A major development towards achieving the goal of the Netflix Prize was the discovery that a recently divised sparse matrix factorization method was well suited to and performed competitively on the prize task. For more info see:
So we have an N x M sparse matrix of ratings (users x movies) and two factored out vectors, a user vector of length N and a movie vector of length M. Following factorization we may also chose to maintain a sparse matrix of rating residuals, this represents the portion of each rating not accounted for by the two factored out vectors. That is, we can multiply the two vectors, add the resulting matrix to the residuals matrix and we have reconstructed the original ratings matrix.
The residuals matrix allows us to put the two vectors aside and re-apply factorization to the residuals matrix. Repeating this process yields multiple user and movie vector pairs and a residuals matrix which slowly 'erodes' down as the most prominent 'features' are factored out of the data (as as side note the number of vector pairs that are factored out is referred to as the rank of the factorization, that is, rank N factorization yields N vector pairs).
From Simon Funk...
The end result of SVD is essentially a list of inferred categories, sorted by relevance. Each category in turn is expressed simply by how well each user and movie belong (or anti-belong) to the category. So, for instance, a category might represent action movies, with movies with a lot of action at the top, and slow movies at the bottom, and correspondingly users who like action movies at the top, and those who prefer slow movies at the bottom. It's completely symmetric in the sense that you could just as well call it the slow movie category and reverse the lists.
The actual categories it discovers are... whatever the data implies. The algorithm has no inherent concept of action, and doesn't even get to see the movie titles let alone any details about the movie itself. All it gets is a hundred million examples of: user 17538 gives movie 4819 a rating of 3. So it's interesting to see what it comes up with.
We refer to the inferred categores as 'features' of the data. The most prominent features are factored out first (the features that have the greatest ability to explain the variance in the remaining residual ratings). It's also worth noting that there's a circularity in how the features are defined and discovered, that is, a feature is defined by the degree to which each user and movie is in that feature (there is nothing of a more concrete nature to refer back to), while at the same time each user and movie's single factorization value represents how much the user and movie are in that feature. This circularity is perhaps the trickiest part of the method for the uninitiated to 'get their head around', hence a certain amount of incredulity can be expected when trying to explain this method to a general audience. People in everyday life tend to think in strict hierarchies, C derives from B derives from A.
Each feature then is represented by the degree to which each user and movie is in that feature, that is, the user and movie vector pair, there is not a more compact representation than this.
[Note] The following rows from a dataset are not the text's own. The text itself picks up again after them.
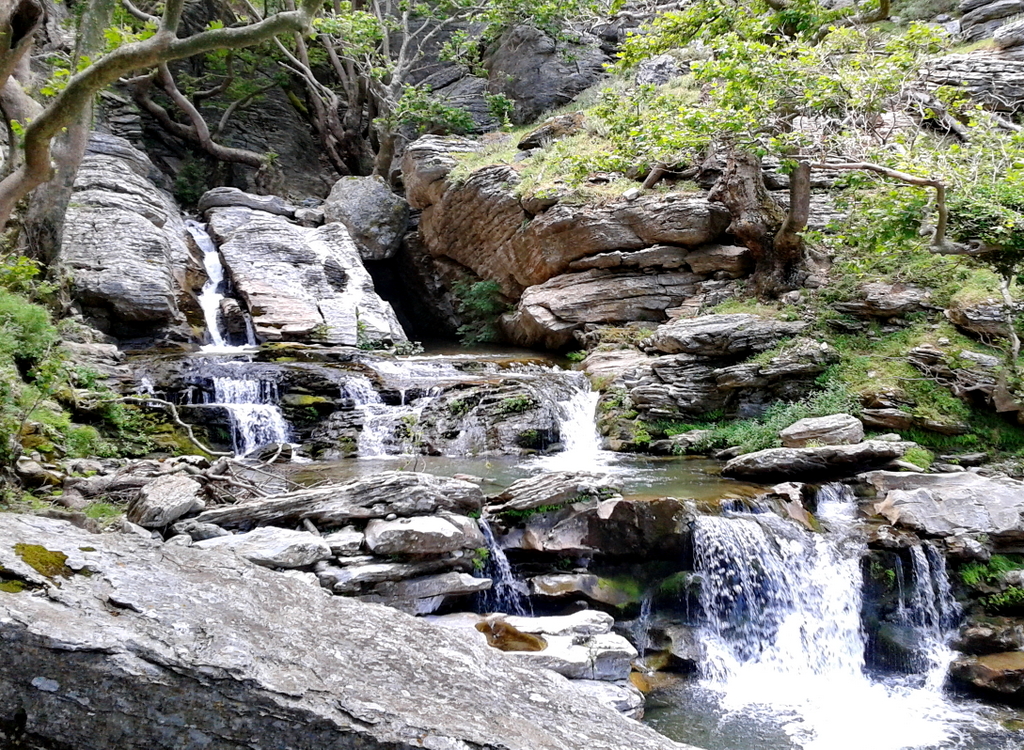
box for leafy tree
[0,0,320,234]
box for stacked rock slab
[0,514,688,750]
[621,314,839,421]
[202,191,406,345]
[402,135,763,349]
[59,133,198,342]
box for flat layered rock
[951,652,1024,697]
[0,514,688,750]
[197,472,484,528]
[722,441,907,481]
[490,472,622,512]
[779,414,864,448]
[194,527,332,568]
[645,314,807,357]
[862,471,1024,538]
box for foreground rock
[951,652,1024,700]
[0,514,688,750]
[722,441,907,481]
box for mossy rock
[14,543,73,581]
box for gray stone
[645,314,807,357]
[197,187,295,217]
[205,207,406,345]
[995,18,1024,48]
[361,571,492,615]
[951,652,1024,698]
[197,472,485,528]
[504,269,707,349]
[127,474,204,528]
[0,514,686,750]
[722,440,908,481]
[322,526,364,555]
[863,470,1024,538]
[571,680,645,720]
[507,633,637,681]
[779,413,864,448]
[924,54,1024,112]
[490,472,622,512]
[364,515,482,555]
[505,610,615,637]
[59,134,195,340]
[517,112,586,150]
[636,53,681,86]
[194,527,333,568]
[945,298,1012,338]
[530,573,641,608]
[484,25,608,125]
[169,518,231,541]
[833,282,932,318]
[323,176,410,260]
If we multiply the two vectors we get a matrix that contains the portion of the known ratings that have been represented by the feature, and for all of the unknown ratings we get a prediction for that rating based on that feature. We can get increasingly better predictions (up to a limit) by summing the predictions from each successive feature.
If we multiply the vector pair to get predictions a very noticeable type of error is observed in the predictions, very simply, the predictions for low ratings tend to be too low and the predictions for high ratings tend to be too high. We can see this by looking at the predictions made for known ratings and plotting a curve of predicted ratings versus the known ratings that were being predicted. Here we make the error clearer by plotting predicted rating versus error/distance from known rating being predicted.
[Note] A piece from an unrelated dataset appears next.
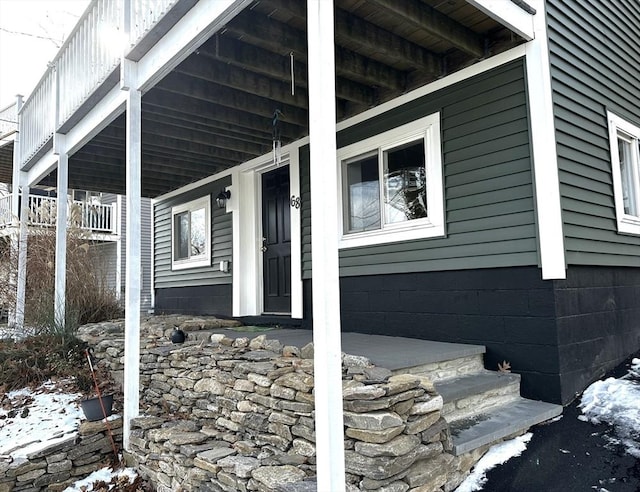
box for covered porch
[5,0,551,488]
The two lines come about because the ratings have been split into two sets, one training set and one 'probe' set that is not trained against (and which therefore is not subject to overfitting). The two data sets each have their own error curve, black is the training data curve and red the probe data curve. The obvious way of using this knowledge to improve predictions is simply to adjust each rating to correct for the error based on the above plot. E.g. apply the transformation described in this plot (where we flip the error sign and add it to the line y=x).
Moreover, the curves suggest nonlinearities in the data that are not represented by our linear factorization of the data. Perhaps a cleverer factorization that takes into account the known curve shape (or discovers it automatically) is required? Note however that each feature has a distinct error curve, and that the curve diminishes in overall magnitude/prominence for each successive feature (but they tend to have the same recognisable shape) if previous features correct for their error curve.
In fact after 20 or so features the error curve becomes flat (apart from some noise). However, if you plot the curve after a further 20 features or so of not correcting feature error then a curve begins to re-emerge. This re-emergence is, I assume, the result of the accumulation of many faint curves, individually they are lost in the background noise but together they become prominent again. On this basis I chose to apply the curve for the first 20 features and then again every 20. Perhaps I should just keep applying a curve at each feature?
(some time in 2008)